Max’s concern peaks when Aidan begins to exhibit mysterious symptoms that cause the doctors at Astoria Hospital to cast suspicion onto Rachel. Elizabeth Perkins appears as Dr. Emma Temple, the staff psychiatrist who is deeply troubled when Aidan is brought in with a dangerous and seemingly inexplicable case of extreme hypothermia.
As Aidan’s situation worsens, Rachel knows she has only one chance to keep her son out of Samara’s clutches. “Samara has gotten a lot smarter in finding a way back into Rachel’s life and has upped the ante,” says Watts. “Strange things are happening to her son and it becomes all too clear that Samara is not finished with them. From that moment, the objective is to discover where Samara came from and why she is out to cause so much evil and chaos. It’s apparent that Rachel needs to uncover every bit of information to get to the root of the problem…of where it all started.”
MacDonald adds, “Rachel comes to the realization that she cannot run…that she is going to have to take Samara on. The only thing she can think to do is to go back to Samara’s genesis, and in this case, she doesn’t want to find out about the woman who adopted her, but the mother who gave birth to her.”
Rachel’s journey leads her to a psychiatric hospital where she meets a mysterious woman named Evelyn, who holds the secret of Samara’s origin. “When we were developing the script, we knew Evelyn was going to be a key character,” says MacDonald. “It’s only one scene in the movie, but it’s an incredibly important oneall the elements of the story come together in that one scene.”
In what the filmmakers considered to be a casting coup, Academy Award® winner Sissy Spacek was set to portray the part of Evelyn, marking her first return to the horror genre since her Oscar®-nominated turn in the title role of “Carrie,” Brian De Palma’s 1973 screen version of the Stephen King novel. Parkes recalls, “When Sissy’s name came up, everyone in the room said, ‘Do you think it’s possible?,’ because she is not only an Oscar®-winning actress, but she also brings the classic connection to ‘Carrie’ for horror fans. But Sissy is a very serious artist, and she was great. One of the real highlights of this movie was working with her.”

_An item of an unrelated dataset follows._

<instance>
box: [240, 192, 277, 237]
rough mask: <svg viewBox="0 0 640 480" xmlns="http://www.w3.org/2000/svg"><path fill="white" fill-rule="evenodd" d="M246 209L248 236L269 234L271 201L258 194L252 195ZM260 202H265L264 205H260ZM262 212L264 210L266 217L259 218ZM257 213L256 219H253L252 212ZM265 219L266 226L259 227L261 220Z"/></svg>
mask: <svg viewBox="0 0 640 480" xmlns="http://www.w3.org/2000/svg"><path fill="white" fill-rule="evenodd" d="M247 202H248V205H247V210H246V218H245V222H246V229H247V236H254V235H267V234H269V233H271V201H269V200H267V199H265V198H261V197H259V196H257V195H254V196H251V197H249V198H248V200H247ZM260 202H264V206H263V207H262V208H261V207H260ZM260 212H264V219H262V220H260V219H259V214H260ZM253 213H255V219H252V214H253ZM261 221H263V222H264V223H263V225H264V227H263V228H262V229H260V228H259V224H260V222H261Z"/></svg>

“I was thrilled that she agreed to play the role of Evelyn,” Nakata states. “She is one of the finest actresses around and it was not an easy role. She is in just one scene, but she holds the biggest clue to how Rachel can deal with Samara. It’s a very quiet scene, but at the same time, very unsettling.”

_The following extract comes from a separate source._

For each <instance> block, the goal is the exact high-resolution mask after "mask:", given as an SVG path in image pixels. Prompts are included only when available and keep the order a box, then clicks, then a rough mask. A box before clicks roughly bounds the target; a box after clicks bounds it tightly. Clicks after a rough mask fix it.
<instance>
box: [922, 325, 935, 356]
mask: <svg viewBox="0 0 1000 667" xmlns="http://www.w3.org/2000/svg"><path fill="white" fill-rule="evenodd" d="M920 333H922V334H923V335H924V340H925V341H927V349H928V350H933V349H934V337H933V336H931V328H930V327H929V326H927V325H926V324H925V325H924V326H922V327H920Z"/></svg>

Rachel’s search also takes her back to the creepy Morgan Ranch where she has a run-in with a local real estate agent named Martin Savide, who is trying to sell the ranch to an unsuspecting public. In one of the film’s lighter moments, Gary Cole, who is well known for his work in such films as “Office Space” and, more recently, “Dodgeball: A True Underdog Story,” makes a cameo appearance as the realtor who tries to hide the ranch’s history from Rachel, not knowing that she is all too aware of its gruesome past.
The main cast also includes Emily VanCamp, of the WB’s “Everwood,” and Ryan Merriman, who was recently seen in “Steven Spielberg’s Taken,” as teenagers who share a calamitous early encounter with the cursed videotape.